Bug 1474999

Summary: [LLNL 7.5 FEAT] Access to Broadwell Uncore Counters
Product: Red Hat Enterprise Linux 7 Reporter: Trent D'Hooge <tdhooge>
Component: libpfmAssignee: William Cohen <wcohen>
Status: CLOSED ERRATA QA Contact: Michael Petlan <mpetlan>
Severity: high Docs Contact: Vladimír Slávik <vslavik>
Priority: high    
Version: 7.3CC: achen35, bgollahe, brolley, fche, lberk, mbenitez, mcermak, mgoodwin, nathans, tgummels, vslavik, wcohen, woodard
Target Milestone: rcKeywords: FutureFeature
Target Release: 7.5   
Hardware: x86_64   
OS: Unspecified   
Whiteboard:
Fixed In Version: libpfm-4.7.0-6.el7 Doc Type: Enhancement
Doc Text:
Support for Intel Xeon v4 uncore performance events in *libpfm*, *pcp*, and *papi* This update adds support for Intel Xeon v4 uncore performance events to the *libpfm* performance monitoring library, the *pcp* tool, and the *papi* interface.
Story Points: ---
Clone Of: Environment:
Last Closed: 2018-04-10 14:25:27 UTC Type: Bug
Regression: --- Mount Type: ---
Documentation: --- CRM:
Verified Versions: Category: ---
oVirt Team: --- RHEL 7.3 requirements from Atomic Host:
Cloudforms Team: --- Target Upstream Version:
Embargoed:
Bug Depends On:    
Bug Blocks: 1400611, 1461180, 1522983    

Description Trent D'Hooge 2017-07-25 19:58:27 UTC
Description of problem:

pcp-3.11.3-4 does not provide Broadwell server uncore support

Version-Release number of selected component (if applicable):


How reproducible:

always


Steps to Reproduce:

access to broadwell node

Actual results:

pminfo | grep perf
perfevent.version
perfevent.active
perfevent.hwcounters
perfevent.derived

Expected results:

 pminfo | grep perf
perfevent.version
perfevent.active
perfevent.hwcounters.bdx_unc_imc0__UNC_M_CAS_COUNT_RD.dutycycle
perfevent.hwcounters.bdx_unc_imc0__UNC_M_CAS_COUNT_RD.value
perfevent.derived.active

Additional info:

we need to have the updates to libpfm4 in commit 488227 "add Intel Broadwell server uncore PMUs support".
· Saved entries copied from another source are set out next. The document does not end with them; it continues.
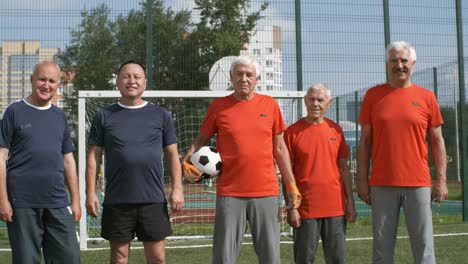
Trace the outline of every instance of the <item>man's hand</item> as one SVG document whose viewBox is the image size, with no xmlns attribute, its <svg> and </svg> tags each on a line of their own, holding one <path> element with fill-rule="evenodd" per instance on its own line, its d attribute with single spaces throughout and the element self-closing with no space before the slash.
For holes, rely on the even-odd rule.
<svg viewBox="0 0 468 264">
<path fill-rule="evenodd" d="M 0 202 L 0 220 L 3 222 L 13 221 L 13 209 L 8 200 Z"/>
<path fill-rule="evenodd" d="M 431 200 L 435 201 L 437 204 L 441 204 L 447 199 L 447 195 L 447 183 L 436 181 L 432 188 Z"/>
<path fill-rule="evenodd" d="M 299 228 L 301 226 L 301 215 L 299 211 L 297 211 L 297 209 L 289 209 L 287 221 L 292 228 Z"/>
<path fill-rule="evenodd" d="M 78 221 L 80 221 L 80 218 L 81 218 L 80 201 L 72 201 L 70 207 L 71 207 L 71 212 L 73 214 L 73 221 L 77 223 Z"/>
<path fill-rule="evenodd" d="M 291 182 L 284 186 L 286 188 L 286 195 L 288 205 L 286 206 L 287 209 L 297 209 L 299 205 L 301 205 L 301 193 L 297 189 L 296 183 Z"/>
<path fill-rule="evenodd" d="M 86 211 L 92 217 L 98 217 L 99 214 L 99 200 L 95 193 L 86 195 Z"/>
<path fill-rule="evenodd" d="M 364 180 L 359 180 L 357 186 L 359 198 L 361 198 L 361 200 L 366 204 L 371 205 L 369 183 Z"/>
<path fill-rule="evenodd" d="M 346 204 L 346 222 L 354 223 L 357 218 L 356 208 L 354 207 L 354 201 Z"/>
<path fill-rule="evenodd" d="M 180 211 L 184 208 L 184 194 L 182 192 L 182 188 L 172 190 L 169 195 L 169 203 L 174 211 Z"/>
<path fill-rule="evenodd" d="M 192 164 L 183 161 L 182 162 L 182 174 L 186 181 L 190 183 L 197 183 L 201 180 L 201 173 L 195 166 Z"/>
</svg>

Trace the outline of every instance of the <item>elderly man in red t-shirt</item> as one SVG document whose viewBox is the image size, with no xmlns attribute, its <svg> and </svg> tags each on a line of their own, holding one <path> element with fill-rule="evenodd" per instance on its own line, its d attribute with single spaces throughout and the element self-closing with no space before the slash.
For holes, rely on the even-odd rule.
<svg viewBox="0 0 468 264">
<path fill-rule="evenodd" d="M 278 103 L 270 96 L 254 92 L 260 67 L 254 59 L 239 56 L 231 64 L 234 92 L 208 107 L 200 133 L 185 161 L 209 139 L 217 135 L 216 146 L 223 169 L 216 190 L 216 218 L 213 263 L 235 263 L 249 223 L 258 262 L 280 262 L 278 177 L 281 172 L 290 208 L 300 204 L 284 143 L 286 126 Z M 183 162 L 184 176 L 197 181 L 193 165 Z"/>
<path fill-rule="evenodd" d="M 443 120 L 434 94 L 411 83 L 415 63 L 411 44 L 389 44 L 390 81 L 367 91 L 359 117 L 358 193 L 372 205 L 373 263 L 394 262 L 401 207 L 414 262 L 435 263 L 431 200 L 441 203 L 448 194 Z M 435 166 L 432 194 L 427 132 Z"/>
<path fill-rule="evenodd" d="M 304 96 L 307 116 L 284 134 L 297 186 L 299 208 L 288 210 L 294 228 L 294 260 L 313 263 L 322 238 L 327 263 L 345 263 L 346 222 L 356 220 L 348 146 L 341 127 L 326 118 L 331 94 L 323 83 Z"/>
</svg>

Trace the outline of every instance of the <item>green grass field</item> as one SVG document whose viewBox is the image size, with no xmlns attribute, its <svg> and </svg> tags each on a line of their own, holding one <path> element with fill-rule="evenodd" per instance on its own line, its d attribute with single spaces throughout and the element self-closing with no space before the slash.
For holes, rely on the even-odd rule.
<svg viewBox="0 0 468 264">
<path fill-rule="evenodd" d="M 468 223 L 463 223 L 461 216 L 434 216 L 434 241 L 437 263 L 468 263 Z M 411 248 L 407 238 L 404 219 L 400 221 L 395 263 L 413 263 Z M 347 263 L 370 263 L 372 252 L 371 227 L 368 219 L 348 225 L 346 242 Z M 242 246 L 237 263 L 257 263 L 253 246 L 246 239 Z M 129 263 L 145 263 L 143 249 L 138 242 L 131 251 Z M 108 263 L 109 250 L 106 242 L 93 242 L 90 248 L 99 250 L 82 251 L 82 263 Z M 8 248 L 5 231 L 0 232 L 0 248 Z M 11 253 L 0 251 L 0 263 L 11 263 Z M 211 240 L 168 241 L 166 263 L 211 263 Z M 293 263 L 292 242 L 288 237 L 282 238 L 281 263 Z M 319 248 L 316 263 L 325 263 L 322 249 Z"/>
</svg>

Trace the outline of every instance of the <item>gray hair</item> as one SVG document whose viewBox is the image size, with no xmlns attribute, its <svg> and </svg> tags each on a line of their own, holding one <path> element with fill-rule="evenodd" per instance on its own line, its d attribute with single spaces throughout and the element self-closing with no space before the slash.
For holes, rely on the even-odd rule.
<svg viewBox="0 0 468 264">
<path fill-rule="evenodd" d="M 385 61 L 388 61 L 390 51 L 400 51 L 403 49 L 407 49 L 409 51 L 411 62 L 416 61 L 416 50 L 414 49 L 413 45 L 406 41 L 394 41 L 387 45 L 385 48 Z"/>
<path fill-rule="evenodd" d="M 234 69 L 239 64 L 253 66 L 255 68 L 257 78 L 260 77 L 260 64 L 258 64 L 257 60 L 255 60 L 254 58 L 245 55 L 238 56 L 232 61 L 230 70 L 231 75 L 234 74 Z"/>
<path fill-rule="evenodd" d="M 327 94 L 328 96 L 328 99 L 331 99 L 331 91 L 330 89 L 328 88 L 328 85 L 326 85 L 325 83 L 321 83 L 321 82 L 318 82 L 318 83 L 314 83 L 312 84 L 308 89 L 307 89 L 307 94 L 309 92 L 311 92 L 312 90 L 323 90 L 325 91 L 325 93 Z"/>
<path fill-rule="evenodd" d="M 37 71 L 39 70 L 39 67 L 41 67 L 42 65 L 45 65 L 45 64 L 52 64 L 52 65 L 55 65 L 55 67 L 57 67 L 57 70 L 60 74 L 60 76 L 62 76 L 62 71 L 60 70 L 60 67 L 58 66 L 57 63 L 53 62 L 53 61 L 40 61 L 39 63 L 36 64 L 36 66 L 34 66 L 34 70 L 31 74 L 31 78 L 37 73 Z"/>
</svg>

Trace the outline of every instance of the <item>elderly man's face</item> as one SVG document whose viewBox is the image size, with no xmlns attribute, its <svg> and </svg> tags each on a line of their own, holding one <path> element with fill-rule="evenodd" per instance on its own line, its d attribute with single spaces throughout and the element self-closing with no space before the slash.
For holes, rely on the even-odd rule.
<svg viewBox="0 0 468 264">
<path fill-rule="evenodd" d="M 234 93 L 241 97 L 252 94 L 257 85 L 257 73 L 253 65 L 239 64 L 231 74 L 231 83 L 234 86 Z"/>
<path fill-rule="evenodd" d="M 410 80 L 415 61 L 411 60 L 408 49 L 391 50 L 388 54 L 387 71 L 390 80 L 396 84 Z"/>
<path fill-rule="evenodd" d="M 146 89 L 146 77 L 140 65 L 134 63 L 125 65 L 117 76 L 117 87 L 122 97 L 141 97 Z"/>
<path fill-rule="evenodd" d="M 320 119 L 330 106 L 331 99 L 328 98 L 325 89 L 312 89 L 304 96 L 307 108 L 307 116 L 312 119 Z"/>
<path fill-rule="evenodd" d="M 39 65 L 31 76 L 32 97 L 40 105 L 46 105 L 54 97 L 60 84 L 60 71 L 54 63 Z"/>
</svg>

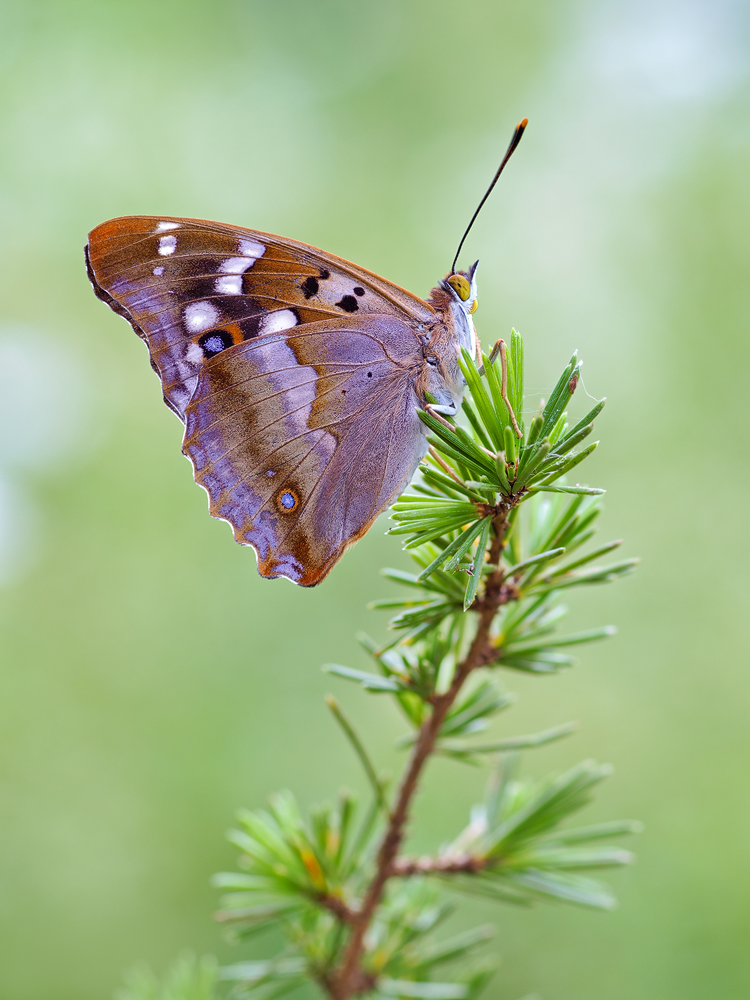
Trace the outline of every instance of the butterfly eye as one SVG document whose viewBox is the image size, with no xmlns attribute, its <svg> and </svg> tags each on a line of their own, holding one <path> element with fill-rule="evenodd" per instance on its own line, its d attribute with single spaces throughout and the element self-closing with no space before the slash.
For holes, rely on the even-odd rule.
<svg viewBox="0 0 750 1000">
<path fill-rule="evenodd" d="M 474 299 L 471 303 L 471 309 L 469 309 L 469 314 L 475 313 L 477 311 L 477 306 L 479 305 L 479 299 Z"/>
<path fill-rule="evenodd" d="M 452 274 L 450 278 L 448 278 L 448 284 L 462 302 L 466 302 L 468 297 L 471 295 L 471 284 L 468 278 L 465 278 L 463 274 Z"/>
<path fill-rule="evenodd" d="M 434 354 L 430 354 L 425 358 L 428 365 L 432 365 L 433 368 L 437 368 L 438 359 Z"/>
</svg>

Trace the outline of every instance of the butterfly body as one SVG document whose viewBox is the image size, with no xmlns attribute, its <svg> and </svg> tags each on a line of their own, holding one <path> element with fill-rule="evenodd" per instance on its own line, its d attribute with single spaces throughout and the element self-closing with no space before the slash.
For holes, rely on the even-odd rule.
<svg viewBox="0 0 750 1000">
<path fill-rule="evenodd" d="M 151 216 L 98 226 L 86 258 L 148 346 L 211 513 L 263 576 L 319 583 L 411 479 L 418 407 L 460 405 L 476 265 L 425 301 L 304 243 Z"/>
</svg>

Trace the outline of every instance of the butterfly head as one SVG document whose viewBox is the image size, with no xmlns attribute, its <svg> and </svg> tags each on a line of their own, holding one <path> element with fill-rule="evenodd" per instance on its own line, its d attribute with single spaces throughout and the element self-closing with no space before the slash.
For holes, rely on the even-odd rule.
<svg viewBox="0 0 750 1000">
<path fill-rule="evenodd" d="M 458 347 L 476 356 L 477 335 L 471 314 L 477 308 L 477 264 L 468 271 L 451 271 L 433 288 L 430 303 L 443 314 L 444 322 L 452 331 Z"/>
<path fill-rule="evenodd" d="M 453 300 L 467 314 L 476 312 L 477 306 L 477 267 L 479 261 L 472 264 L 468 271 L 454 271 L 443 282 L 445 290 L 452 294 Z"/>
<path fill-rule="evenodd" d="M 476 264 L 468 271 L 452 271 L 430 295 L 440 322 L 423 345 L 418 391 L 442 413 L 453 414 L 461 405 L 466 384 L 458 364 L 461 348 L 476 357 L 477 335 L 471 318 L 477 307 L 476 271 Z"/>
</svg>

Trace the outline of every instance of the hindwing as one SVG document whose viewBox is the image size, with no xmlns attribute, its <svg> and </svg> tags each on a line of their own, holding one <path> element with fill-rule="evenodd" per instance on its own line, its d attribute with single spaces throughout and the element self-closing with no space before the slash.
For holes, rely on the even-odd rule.
<svg viewBox="0 0 750 1000">
<path fill-rule="evenodd" d="M 425 446 L 421 354 L 401 320 L 326 320 L 206 363 L 183 451 L 263 576 L 319 583 L 408 483 Z"/>
</svg>

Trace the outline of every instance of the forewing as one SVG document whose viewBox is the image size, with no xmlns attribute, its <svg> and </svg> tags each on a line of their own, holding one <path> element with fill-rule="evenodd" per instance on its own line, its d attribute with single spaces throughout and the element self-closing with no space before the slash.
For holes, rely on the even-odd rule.
<svg viewBox="0 0 750 1000">
<path fill-rule="evenodd" d="M 97 295 L 145 340 L 166 403 L 185 419 L 206 361 L 263 335 L 390 315 L 419 329 L 421 299 L 294 240 L 200 219 L 126 216 L 89 234 Z"/>
<path fill-rule="evenodd" d="M 208 361 L 184 452 L 214 517 L 266 577 L 319 583 L 400 493 L 422 454 L 411 327 L 352 317 L 250 340 Z"/>
</svg>

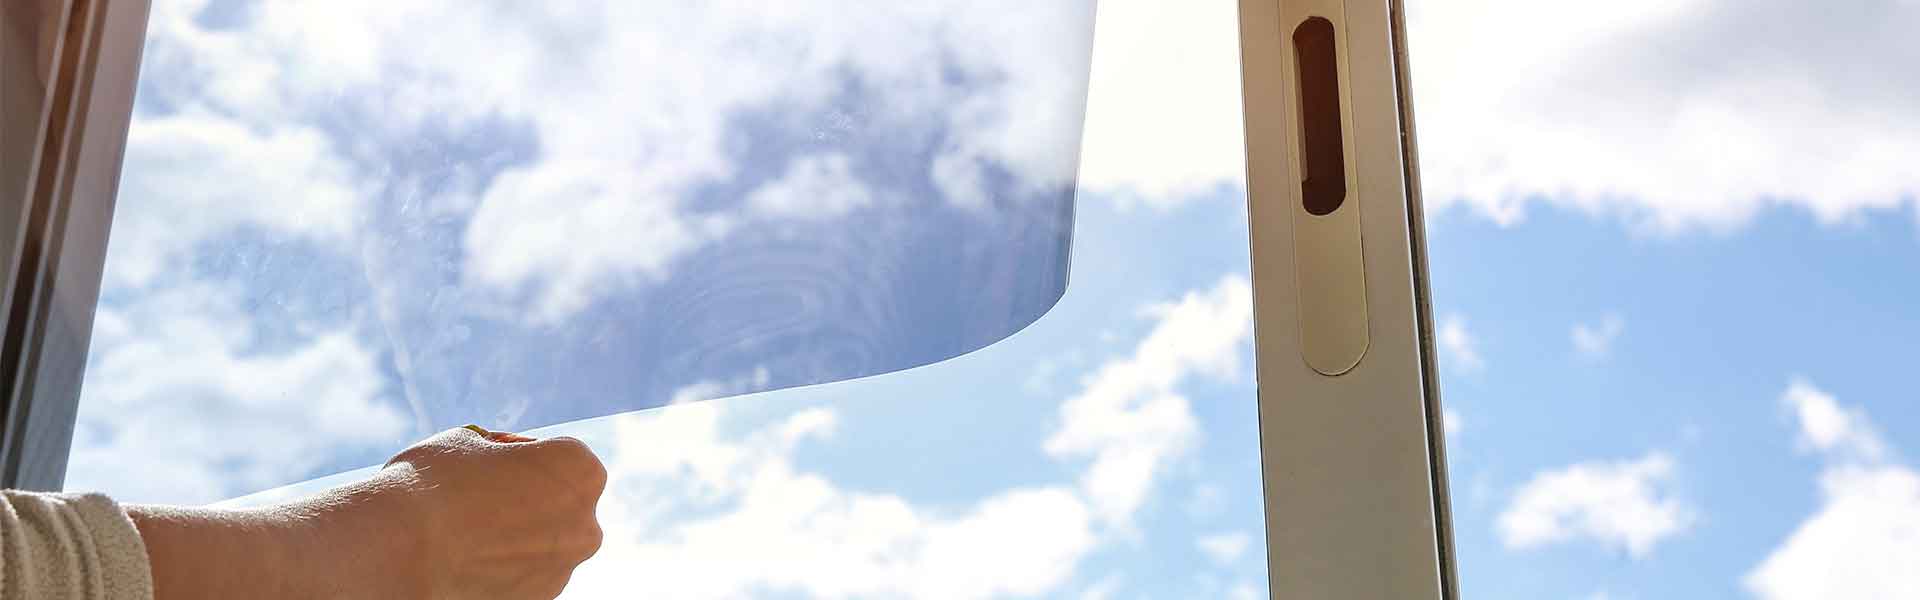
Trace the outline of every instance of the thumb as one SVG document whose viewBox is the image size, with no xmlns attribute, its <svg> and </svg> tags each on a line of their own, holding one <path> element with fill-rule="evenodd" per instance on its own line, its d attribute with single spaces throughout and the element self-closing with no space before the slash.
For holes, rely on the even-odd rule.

Comment 2 Nathan Scott 2017-07-25 23:04:53 UTC
No PCP changes are required here - it'll need a patch/rebase to libpfm AIUI.
Details of the perfmon2/libpfm4 commit mentioned earlier...


commit 488227bf2128e8b80f9b7573869fe33fcbd63342
Author: Stephane Eranian <eranian>
Date:   Fri Jun 2 12:09:31 2017 -0700

    add Intel Broadwell server uncore PMUs support
    
    This patch adds Intel Broadwell Server (model 79, 86) uncore PMU
    support.  It adds the following PMUs:
    
    - IMC
    - CBOX
    - HA
    - UBOX
    - SBOX
    - IRP
    - PCU
    - QPI
    - R2PCIE
    - R3QPI
    
    Based on Broadwell Server Uncore Performance Monitoring Reference Manual
    available here:
        http://www.intel.com/content/www/us/en/processors/xeon/xeon-e5-e7-v4-uncore-performance-monitoring.html
    
    Signed-off-by: Stephane Eranian <eranian>

Comment 3 Ben Woodard 2017-07-27 23:47:39 UTC
BTW you may want to start working on Skylake EP or Purley or Intel Xeon Platinum, Gold, Silver or whatever they they are calling it these days. They are going to need this too.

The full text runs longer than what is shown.